Jones said Abron needed improvement in many areas.

“He needed to work on everything,” Jones said. “He had a ways to go. He applied himself and has really worked hard to make himself a great player.”

The results of Abron’s newfound attitude were clear. In Pinkel’s pro set offense, Abron excelled as the featured back. He ran for 783 yards and six touchdowns as a sophomore.

Entering the 2002 season, hopes for Abron reached a new high. Abron met those hopes like he meets an opposing defender, head on.

Abron garnered the team’s Offensive Back of the Year award and was honorable mention All-Big 12 Conference. He finished with 758 yards and scored 17 touchdowns.

Visions of records and awards that at one point seemed so far off became reality for Abron.

As preseason practice began this season, Abron faced a challenge that had nothing to do with conditioning or speed in the form of highly regarded tailback Damien Nash.

Nash was all-everything coming out of East St. Louis High and Pinkel’s highest rated recruit. Instead of worrying about his job security, Abron did what he does best, work hard.

Abron never relinquished his spot at the top of the depth chart. At 5-feet-9, 228-pounds, he was in the best shape of his life and faster than ever.

Make no mistake, Abron doesn’t have the speed of Nash or the moves of quarterback Brad Smith, but somewhere along the way, he became a complete player.

The combination of power and speed made Abron almost impossible for one defender to tackle. Center A.J. Ricker dubbed Abron the “human bowling ball,” because of his ability to roll over defenders.

Suddenly, every MU rushing and touchdown record was in danger.

After overcoming a preseason left ankle injury and challenges for his job, Abron is having his best season.
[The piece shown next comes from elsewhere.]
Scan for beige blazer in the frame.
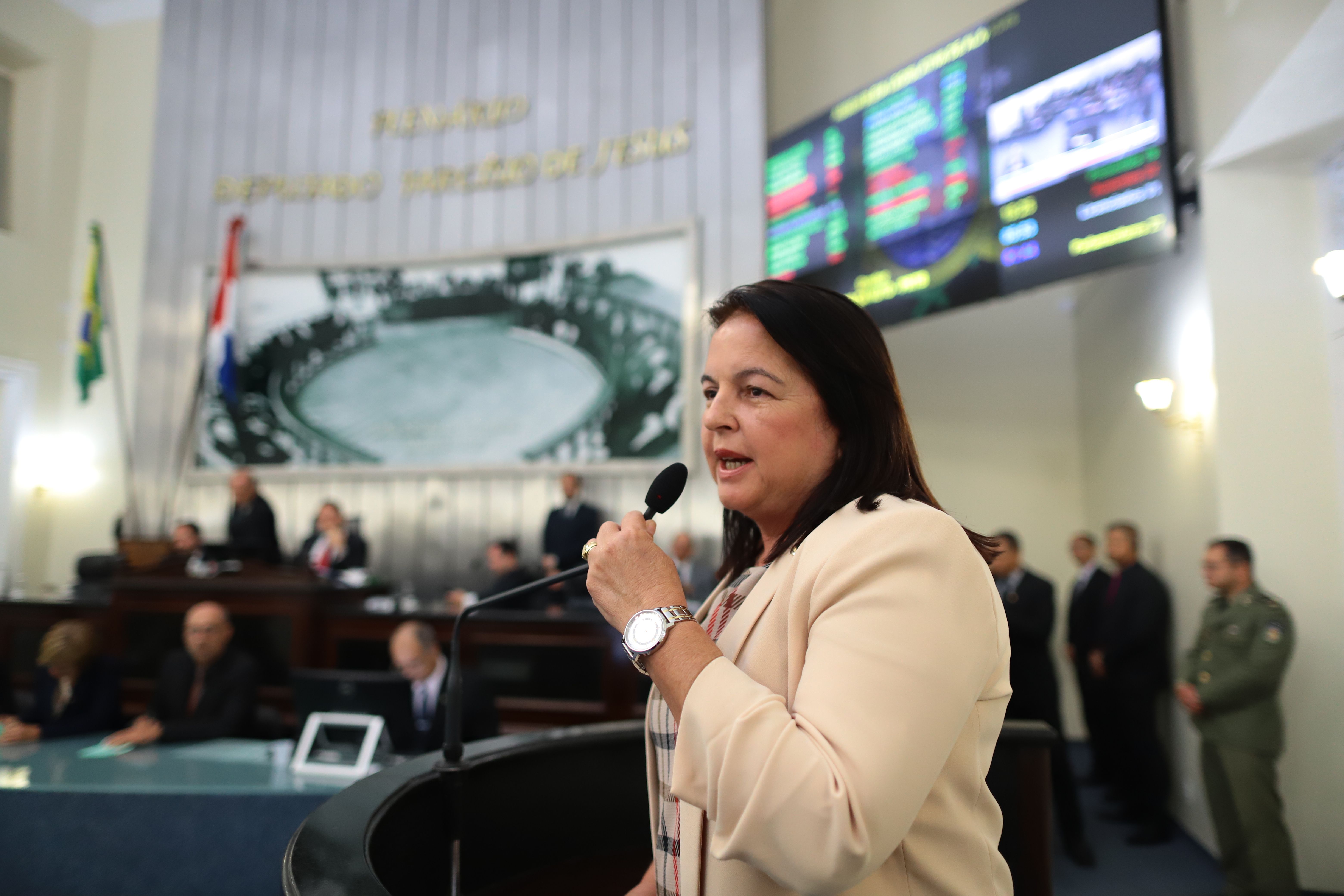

Abron has compiled a career-best 972 yards and 12 touchdowns this season as the thunder to Smith’s lightning. His 2-yard touchdown run against Texas A&M broke Corby Jones’ scoring and touchdown records, giving Abron 240 points and 40 touchdowns.

Pinkel said Abron is the kind of person a rebuilding program needs as a foundation.

“Talk about a player that can turn a program,” Pinkel said. “To see him mature in every way is really exciting. What he wants to do is he wants to win. That’s very gratifying for a player that is so unselfish to have this opportunity to break a record.

“That just makes it that much better.”

Even with the record so close, Abron refuses to take credit for his accomplishments, giving praise to God and his offensive line.

Many record-breaking running backs are quick to buy dinner for their offensive lines or reward them with expensive gifts, but as a college student lacking money, Abron said he will have to figure out a cheaper alternative.

Senior tackle Rob Droege has been with Abron from the beginning and said it has been a joy to watch Abron become the punishing runner he is today.

“It has been fun playing with Zack because you block one guy and he runs over three,” Droege said. “It’s fun to see a guy’s unbelievable work pay off.”

Jones said Abron is the kind of running back any coach would be lucky to have and he is proud to have had the chance to work with him.

“He takes so much pride in what he does,” Jones said. “That’s just Zack Abron.”

Zack Abron indeed; not flashy, only the most productive running back in Missouri history.